Rising Care Costs Can Affect Long-Term Support With Special Needs
Lifetime support for an individual with a disability requires people. This statement may sound obvious; however, in planning for an individual’s future, the people who will care for them are rarely discussed in detail. Special Needs Planning often stops after the discussion of a Special Needs Trust, future guardians, and government benefits. It is common to believe that if a family sets up a Special Needs Trust, chooses a future guardian, and secures government benefits for their loved one’s entire life that all is taken care of.
The reason for this belief is because, in the past, government benefits would provide many basic care needs for an individual with a diagnosis. Due to the rising cost of care and the fiscal stress on government benefit programs, the definition of basic care comes with very low compensation rates for the individuals that actually provide this daily care, called direct support professionals. This low compensation rate results in a high turnover of professionals (45%) which leads to an instability of care, and to possible institutional care.

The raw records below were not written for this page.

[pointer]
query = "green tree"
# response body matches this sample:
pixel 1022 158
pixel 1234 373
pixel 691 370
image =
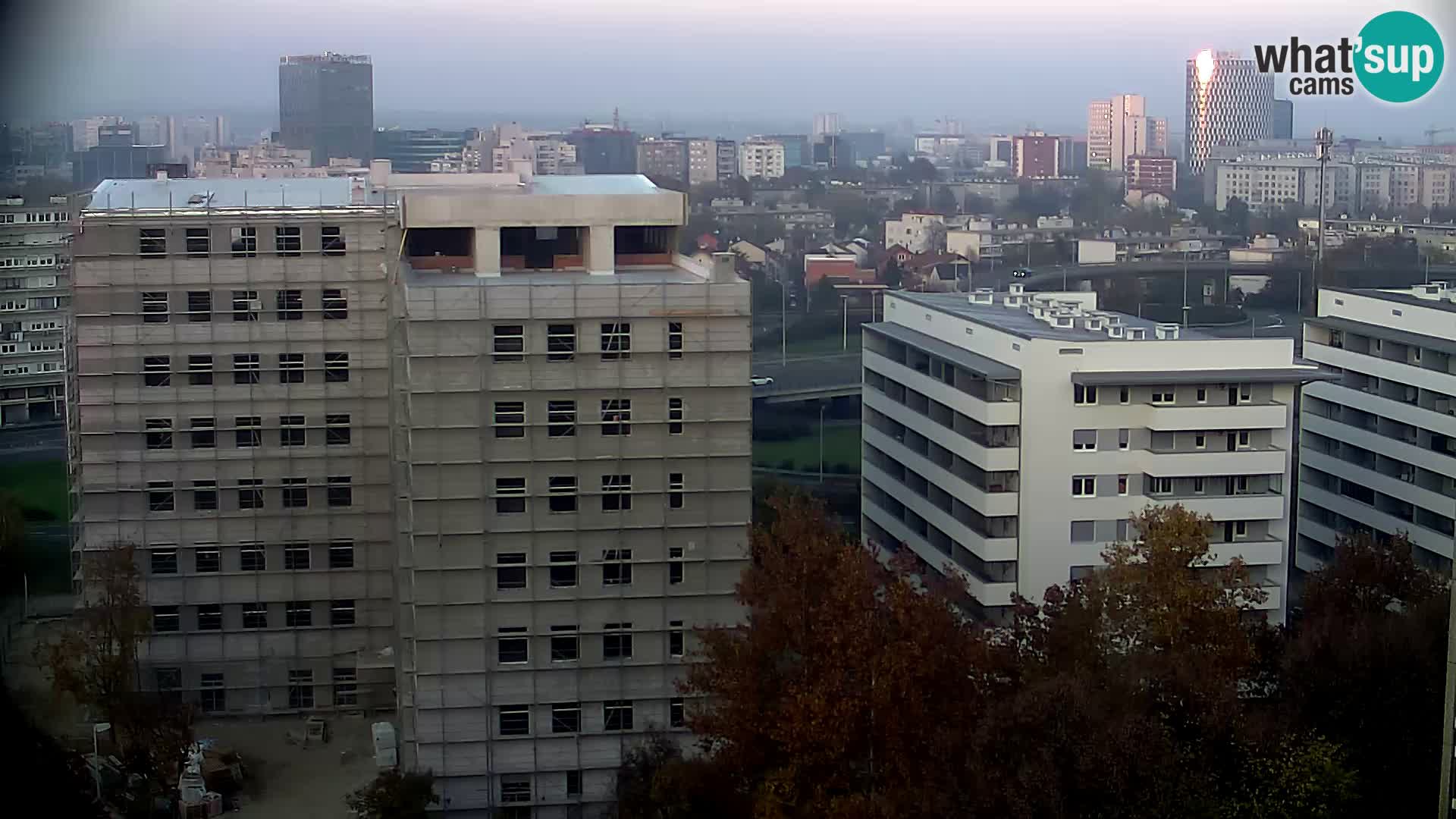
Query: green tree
pixel 395 796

Patty Lyons, the mother of an adult daughter with special needs states, “The choices for me if we cannot keep a waiver provider, are to quit my job, or to surrender my daughter to the state and put her in a residential facility.” Jewel Herbig, an owner of a disabilities services agency echoes this difficulty, “In my search to hire people, I’ve found it really difficult to find quality people I can trust.” Herbig continues to explain that the hourly pay,about $10 per hour, is not much of a draw.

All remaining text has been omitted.